The main finding of this series of experiments is that Tas1r3 KO mice have a stronger avidity for Na3HP2O7 than do Tas1r3 WT controls, both in long-term choice and brief-access acceptance tests. We expected that if Tas1r3 was involved in the detection of pyrophosphate taste, then genetic knockout of the receptor would abolish the preference for moderate concentrations of Na3HP2O7 observed in WT and B6 mice (here and McCaughey et al. 2007), in much the same way as does knockout of Itpr3 (Tordoff and Ellis 2013) or Calhm1 (unpublished results). Thus, our finding that Tas1r3 KO mice had stronger preferences for low-to-moderate concentrations of Na3HP2O7 than did Tas1r3 WT controls was surprising, leading us to replicate the finding twice (Supplementary material) and to seek supporting evidence from brief-access taste tests.

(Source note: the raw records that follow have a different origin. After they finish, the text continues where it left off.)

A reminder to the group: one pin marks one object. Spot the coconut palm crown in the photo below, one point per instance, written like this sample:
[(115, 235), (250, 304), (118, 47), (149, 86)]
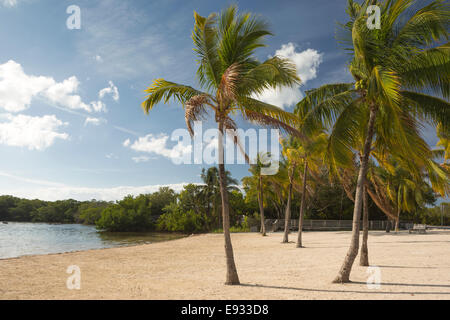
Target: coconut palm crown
[(229, 76)]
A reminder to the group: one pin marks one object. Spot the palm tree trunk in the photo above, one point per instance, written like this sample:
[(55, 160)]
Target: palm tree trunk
[(261, 207), (344, 273), (302, 207), (364, 257), (232, 275), (287, 216), (397, 220)]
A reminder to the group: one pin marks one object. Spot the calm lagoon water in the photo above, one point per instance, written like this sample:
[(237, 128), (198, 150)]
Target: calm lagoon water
[(19, 239)]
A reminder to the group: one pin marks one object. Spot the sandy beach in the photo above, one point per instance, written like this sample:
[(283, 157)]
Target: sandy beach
[(412, 266)]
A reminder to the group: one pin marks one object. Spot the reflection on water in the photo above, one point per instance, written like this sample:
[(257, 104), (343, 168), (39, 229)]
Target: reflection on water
[(18, 239)]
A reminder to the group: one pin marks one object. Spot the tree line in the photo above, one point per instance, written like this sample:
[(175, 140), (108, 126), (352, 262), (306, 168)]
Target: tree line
[(197, 208)]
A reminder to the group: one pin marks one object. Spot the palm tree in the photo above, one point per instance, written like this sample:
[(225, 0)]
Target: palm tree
[(210, 190), (292, 156), (395, 68), (229, 76), (444, 145), (257, 179)]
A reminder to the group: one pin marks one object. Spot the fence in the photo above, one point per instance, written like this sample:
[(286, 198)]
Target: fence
[(324, 225)]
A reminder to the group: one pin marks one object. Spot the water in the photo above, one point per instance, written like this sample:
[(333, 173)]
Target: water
[(19, 239)]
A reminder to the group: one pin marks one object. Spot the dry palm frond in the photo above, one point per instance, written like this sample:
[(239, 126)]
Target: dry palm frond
[(195, 110), (231, 127), (228, 84), (268, 121)]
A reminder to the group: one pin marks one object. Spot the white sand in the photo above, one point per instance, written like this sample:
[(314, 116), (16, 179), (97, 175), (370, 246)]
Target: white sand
[(412, 267)]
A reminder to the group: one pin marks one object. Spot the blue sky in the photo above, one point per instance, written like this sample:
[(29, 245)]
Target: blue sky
[(71, 125)]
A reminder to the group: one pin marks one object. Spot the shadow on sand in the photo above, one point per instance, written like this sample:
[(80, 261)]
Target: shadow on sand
[(362, 292)]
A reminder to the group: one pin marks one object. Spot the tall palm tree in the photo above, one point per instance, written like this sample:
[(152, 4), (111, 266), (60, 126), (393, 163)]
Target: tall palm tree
[(257, 179), (210, 190), (229, 76), (291, 153), (397, 70), (444, 145)]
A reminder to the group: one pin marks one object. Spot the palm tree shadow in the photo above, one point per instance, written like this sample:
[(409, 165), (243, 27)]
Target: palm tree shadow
[(356, 291), (406, 267)]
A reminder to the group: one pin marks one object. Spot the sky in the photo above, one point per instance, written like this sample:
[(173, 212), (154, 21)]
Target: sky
[(71, 122)]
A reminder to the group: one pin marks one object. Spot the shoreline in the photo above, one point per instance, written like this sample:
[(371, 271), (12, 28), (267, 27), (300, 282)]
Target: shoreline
[(412, 267)]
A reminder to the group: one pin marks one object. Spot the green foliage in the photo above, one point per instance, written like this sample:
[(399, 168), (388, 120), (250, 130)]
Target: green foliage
[(176, 220)]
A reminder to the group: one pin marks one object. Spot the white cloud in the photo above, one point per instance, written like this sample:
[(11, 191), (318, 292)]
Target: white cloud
[(94, 121), (8, 3), (112, 90), (98, 106), (307, 63), (157, 145), (17, 90), (98, 58), (111, 156), (141, 159), (126, 143), (35, 133)]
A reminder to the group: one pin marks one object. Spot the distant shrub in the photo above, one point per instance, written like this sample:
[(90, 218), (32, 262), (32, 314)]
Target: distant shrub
[(174, 219)]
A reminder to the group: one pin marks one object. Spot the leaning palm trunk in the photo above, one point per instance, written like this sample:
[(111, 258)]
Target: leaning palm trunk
[(302, 208), (232, 276), (287, 216), (344, 273), (261, 207), (364, 257), (397, 220)]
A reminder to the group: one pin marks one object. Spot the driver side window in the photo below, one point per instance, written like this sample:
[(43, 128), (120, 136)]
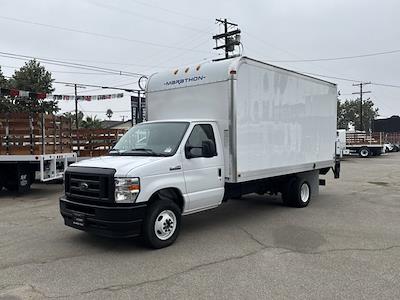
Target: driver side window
[(194, 146)]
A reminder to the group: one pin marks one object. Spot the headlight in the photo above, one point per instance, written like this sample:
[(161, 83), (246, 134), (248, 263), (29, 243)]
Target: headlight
[(126, 189)]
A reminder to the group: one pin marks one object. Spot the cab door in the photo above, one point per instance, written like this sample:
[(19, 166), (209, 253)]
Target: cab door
[(203, 167)]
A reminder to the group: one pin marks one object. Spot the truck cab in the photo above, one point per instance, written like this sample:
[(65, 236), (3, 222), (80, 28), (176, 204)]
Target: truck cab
[(178, 161)]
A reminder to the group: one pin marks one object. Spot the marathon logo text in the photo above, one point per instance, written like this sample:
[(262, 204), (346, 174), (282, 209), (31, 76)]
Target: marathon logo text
[(185, 80)]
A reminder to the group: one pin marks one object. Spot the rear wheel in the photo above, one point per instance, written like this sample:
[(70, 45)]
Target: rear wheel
[(162, 224), (297, 193), (364, 152)]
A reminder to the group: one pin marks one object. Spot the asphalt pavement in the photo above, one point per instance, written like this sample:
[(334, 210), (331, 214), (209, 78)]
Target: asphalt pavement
[(346, 244)]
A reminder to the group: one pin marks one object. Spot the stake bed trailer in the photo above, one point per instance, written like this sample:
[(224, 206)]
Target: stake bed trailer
[(361, 143), (217, 130), (33, 146)]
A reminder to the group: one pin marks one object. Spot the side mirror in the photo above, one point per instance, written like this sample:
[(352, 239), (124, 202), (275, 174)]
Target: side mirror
[(208, 148)]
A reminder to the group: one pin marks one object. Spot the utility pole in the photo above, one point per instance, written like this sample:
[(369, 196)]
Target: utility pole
[(231, 39), (361, 92), (76, 113)]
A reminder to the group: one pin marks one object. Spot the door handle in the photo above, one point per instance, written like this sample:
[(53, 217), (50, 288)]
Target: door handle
[(175, 168)]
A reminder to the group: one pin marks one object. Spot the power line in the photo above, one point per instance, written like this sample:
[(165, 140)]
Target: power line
[(69, 64), (350, 80), (96, 34)]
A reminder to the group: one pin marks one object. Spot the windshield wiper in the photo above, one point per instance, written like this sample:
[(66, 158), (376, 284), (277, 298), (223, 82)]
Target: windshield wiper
[(115, 151), (147, 151)]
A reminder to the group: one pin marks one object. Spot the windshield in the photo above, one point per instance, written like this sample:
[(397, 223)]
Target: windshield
[(151, 139)]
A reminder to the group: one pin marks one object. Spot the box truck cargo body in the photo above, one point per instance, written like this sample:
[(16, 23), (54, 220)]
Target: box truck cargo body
[(216, 130), (273, 121)]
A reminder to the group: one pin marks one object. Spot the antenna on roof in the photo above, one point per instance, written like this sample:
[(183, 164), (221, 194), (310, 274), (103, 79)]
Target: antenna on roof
[(231, 39)]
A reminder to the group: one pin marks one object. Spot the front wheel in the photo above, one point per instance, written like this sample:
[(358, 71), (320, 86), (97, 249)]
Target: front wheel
[(364, 152), (162, 224)]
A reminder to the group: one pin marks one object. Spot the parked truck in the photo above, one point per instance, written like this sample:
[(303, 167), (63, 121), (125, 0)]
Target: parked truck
[(33, 146), (217, 130), (359, 142)]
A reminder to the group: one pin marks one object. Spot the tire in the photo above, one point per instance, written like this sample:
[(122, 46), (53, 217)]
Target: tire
[(162, 224), (297, 193), (364, 152)]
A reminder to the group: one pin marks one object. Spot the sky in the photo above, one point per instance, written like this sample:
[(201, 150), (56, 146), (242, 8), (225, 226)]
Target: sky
[(147, 36)]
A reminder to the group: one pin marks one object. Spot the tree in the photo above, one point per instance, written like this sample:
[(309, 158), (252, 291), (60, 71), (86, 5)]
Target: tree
[(33, 77), (348, 112), (109, 113), (71, 116), (91, 123)]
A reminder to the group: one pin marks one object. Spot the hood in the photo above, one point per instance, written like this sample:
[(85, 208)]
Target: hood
[(122, 164)]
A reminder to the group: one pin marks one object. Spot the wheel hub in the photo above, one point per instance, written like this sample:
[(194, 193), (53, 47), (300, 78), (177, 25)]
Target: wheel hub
[(165, 225), (305, 192)]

Pyrophosphate preference scores of KO mice could potentially be higher than those of WT mice if the scores of the WT mice were aberrantly low. However, the preference scores of Tas1r3 WT mice observed here are similar to those reported for inbred B6 mice (McCaughey et al. 2007), which is not unexpected because the Tas1r3 KO mouse line is carried on a B6 background. The B6 strain and our Tas1r3 WT controls had relatively modest peak preferences for moderate concentrations of Na3HP2O7 (~60–72% for 10–56mM in McCaughey et al. 2007 or 10–32mM, here). Tas1r3 KO mice had stronger peak preferences that included lower preferred concentrations (~75–80% for 5.6–32mM).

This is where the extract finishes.